Варлам Шаламов - Артист лопаты (сборник)
Преступники на воле и в лагере только одни – блатари. Силайкин был умен, он был великий сердцеведец и, осужденный за мошенничество, был по-своему порядочным человеком. Есть порядочность от чувства, от сердца. И есть порядочность от ума. Не честных убеждений, а честных привычек не хватало Силайкину. Он был правдив, потому что понимал, что сейчас это выгодно. Он не сделал ни одного поступка против правил потому, что понимал, что этого делать нельзя. В людей он не верил и личную корысть считал главным двигателем общественного прогресса. Он был остроумен. На занятии по общей хирургии, когда опытнейший преподаватель Меерзон никак не мог втолковать курсантам «супинацию» и «пронацию», Силайкин встал, попросил слова и протянул руку с ладонью лодочкой вверх: «супу дай», и повернул ладонь: «пронесли мимо». Все – в том числе и Меерзон – запомнили, вероятно, на всю жизнь мрачную мнемонику Силайкина и оценили его колымское остроумие.
Выпускные экзамены Силайкин сдал вполне благополучно и работал фельдшером – на прииске. Работал, вероятно, хорошо, потому что был умен и «понимал жизнь». «Понимать жизнь» – это, по его мнению, было главным.
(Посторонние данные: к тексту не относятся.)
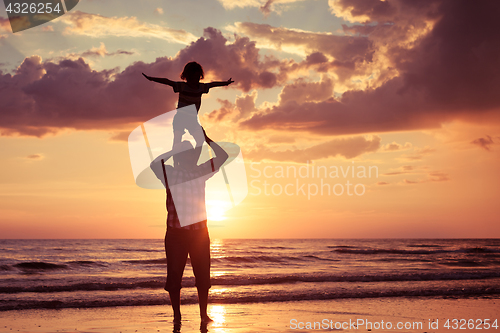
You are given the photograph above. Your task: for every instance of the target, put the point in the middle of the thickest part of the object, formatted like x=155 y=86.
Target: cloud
x=440 y=72
x=419 y=153
x=394 y=146
x=345 y=147
x=98 y=26
x=42 y=97
x=346 y=50
x=484 y=143
x=432 y=177
x=35 y=157
x=265 y=6
x=101 y=52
Столь же грамотным был его сосед по столу – Логвинов – Илюша Логвинов. Логвинов, осужденный за разбой, не будучи блатарем, все больше и больше попадал под влияние уголовного рецидива. Он видел ясно силу блатарей в лагере – силу и нравственную и материальную. Начальство заискивало перед блатарями, боялось блатарей. Блатарям в лагере был «родной дом». Они почти не работали, пользовались всяческими привилегиями, и хоть у них за спиной тайком составлялись этапные списки и время от времени приезжал «черный ворон» с конвоем и забирал особо разгулявшихся блатарей, но такова была жизнь – и на новом месте блатарям не было хуже. В штрафных зонах они были тоже хозяевами.
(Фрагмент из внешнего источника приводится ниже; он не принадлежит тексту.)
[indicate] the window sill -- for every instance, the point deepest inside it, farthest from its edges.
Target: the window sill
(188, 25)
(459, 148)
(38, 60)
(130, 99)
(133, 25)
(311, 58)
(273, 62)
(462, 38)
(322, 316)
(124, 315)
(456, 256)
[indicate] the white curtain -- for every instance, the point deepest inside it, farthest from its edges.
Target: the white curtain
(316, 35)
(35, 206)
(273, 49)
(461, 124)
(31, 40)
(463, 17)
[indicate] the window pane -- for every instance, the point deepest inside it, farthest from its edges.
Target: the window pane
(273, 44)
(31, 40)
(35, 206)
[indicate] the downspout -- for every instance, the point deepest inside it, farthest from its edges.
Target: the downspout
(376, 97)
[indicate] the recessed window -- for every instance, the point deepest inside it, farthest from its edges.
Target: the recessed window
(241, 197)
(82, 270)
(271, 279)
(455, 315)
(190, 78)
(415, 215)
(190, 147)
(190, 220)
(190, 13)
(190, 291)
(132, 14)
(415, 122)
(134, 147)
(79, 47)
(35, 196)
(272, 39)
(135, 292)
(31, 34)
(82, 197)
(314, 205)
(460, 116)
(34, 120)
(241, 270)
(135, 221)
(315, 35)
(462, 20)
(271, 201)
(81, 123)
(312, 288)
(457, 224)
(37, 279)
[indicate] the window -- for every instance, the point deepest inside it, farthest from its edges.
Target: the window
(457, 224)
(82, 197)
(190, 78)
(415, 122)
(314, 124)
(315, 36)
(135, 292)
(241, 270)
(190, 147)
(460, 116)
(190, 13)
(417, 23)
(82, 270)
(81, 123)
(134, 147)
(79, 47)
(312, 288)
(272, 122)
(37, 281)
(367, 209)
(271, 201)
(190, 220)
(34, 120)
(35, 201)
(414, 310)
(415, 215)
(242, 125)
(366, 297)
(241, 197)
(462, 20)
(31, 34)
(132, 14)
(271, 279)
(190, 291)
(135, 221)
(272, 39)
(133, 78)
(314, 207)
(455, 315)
Логвинов, сам из трудовой семьи, совершивший преступление во время войны, видел, что его ждет одна дорога. Начальник лагеря, читавший дело Логвинова, уговорил его поступить на курсы. Экзамен был кое-как сдан, началась учеба страстная, безнадежная. Предметы медицины были слишком сложной материей для Илюши. Но он нашел в себе душевные силы не отступиться, окончил курсы и работал ряд лет старшим фельдшером большого терапевтического отделения. Он освободился, женился, завел семью. Курсы открыли ему дорогу в жизнь.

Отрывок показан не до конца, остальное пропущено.